Despite accumulating data, the verdict is not yet in. Longer-term studies are evaluating additional outcomes including effects of the intensive blood pressure control on cognition. After assessing those results, it is up to medical communities to decide whether, and how, to incorporate the new approach into medical practice guidelines.
“Medical experts are going to need to decide how far outside the SPRINT inclusion criteria to go,” says Rachel Hess, MD, MS, director of the Health System & Innovation Research program.
At its most extreme interpretation, should the 30 percent of American adults with hypertension aim for the lower blood pressure goal? “It’s going to be a tough decision,” she says.

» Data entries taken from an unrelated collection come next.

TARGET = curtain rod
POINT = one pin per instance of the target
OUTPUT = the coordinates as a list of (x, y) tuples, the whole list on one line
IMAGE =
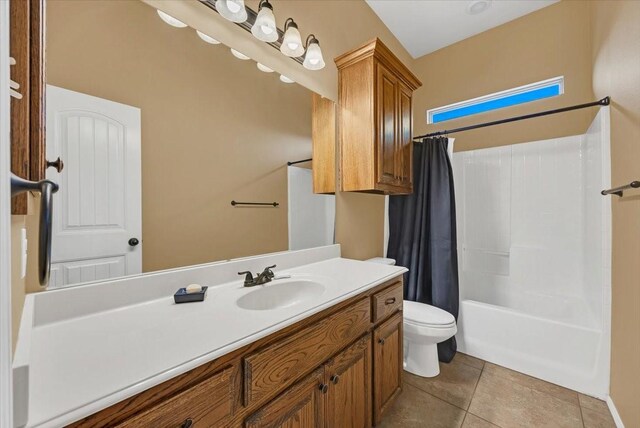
[(603, 102)]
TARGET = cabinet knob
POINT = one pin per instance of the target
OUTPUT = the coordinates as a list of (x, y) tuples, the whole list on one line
[(57, 164)]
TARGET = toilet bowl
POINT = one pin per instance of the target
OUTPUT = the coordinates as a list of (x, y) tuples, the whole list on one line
[(424, 327)]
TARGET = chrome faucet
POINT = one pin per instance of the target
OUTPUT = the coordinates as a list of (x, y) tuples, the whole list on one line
[(265, 276)]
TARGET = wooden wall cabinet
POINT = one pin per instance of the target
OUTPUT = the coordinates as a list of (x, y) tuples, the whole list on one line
[(323, 137), (375, 121), (339, 368)]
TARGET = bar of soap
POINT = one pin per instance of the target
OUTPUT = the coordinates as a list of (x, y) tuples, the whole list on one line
[(193, 288)]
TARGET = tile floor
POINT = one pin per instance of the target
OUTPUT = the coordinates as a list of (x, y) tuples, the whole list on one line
[(472, 393)]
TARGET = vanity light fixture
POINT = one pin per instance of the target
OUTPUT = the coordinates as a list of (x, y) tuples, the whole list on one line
[(291, 42), (313, 59), (264, 68), (207, 39), (478, 6), (265, 26), (239, 55), (233, 10), (171, 20)]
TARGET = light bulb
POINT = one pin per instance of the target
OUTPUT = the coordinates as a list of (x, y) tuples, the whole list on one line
[(264, 68), (207, 39), (239, 55), (233, 6), (265, 26), (291, 43), (171, 20), (233, 10), (313, 59)]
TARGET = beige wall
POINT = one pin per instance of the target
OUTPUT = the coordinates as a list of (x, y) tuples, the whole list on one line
[(548, 43), (615, 46), (213, 128)]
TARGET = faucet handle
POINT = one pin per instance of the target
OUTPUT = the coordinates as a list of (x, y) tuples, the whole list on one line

U of U Health SPRINT investigators include: Srinivasan Beddhu, Alfred Cheung, Molly Conroy, and Mark Supiano (Internal Medicine), Brandon Bellows and Natalie Ruiz-Negron (Pharmacotherapy), Adam Bress and Rachel Hess (Population Health Sciences).
The research was supported in part by the National Center for Advancing Translational Sciences of the National Institutes of Health under Award Number UL1TR001067. The content is solely the responsibility of the authors and does not necessarily represent the official views of the National Institutes of Health.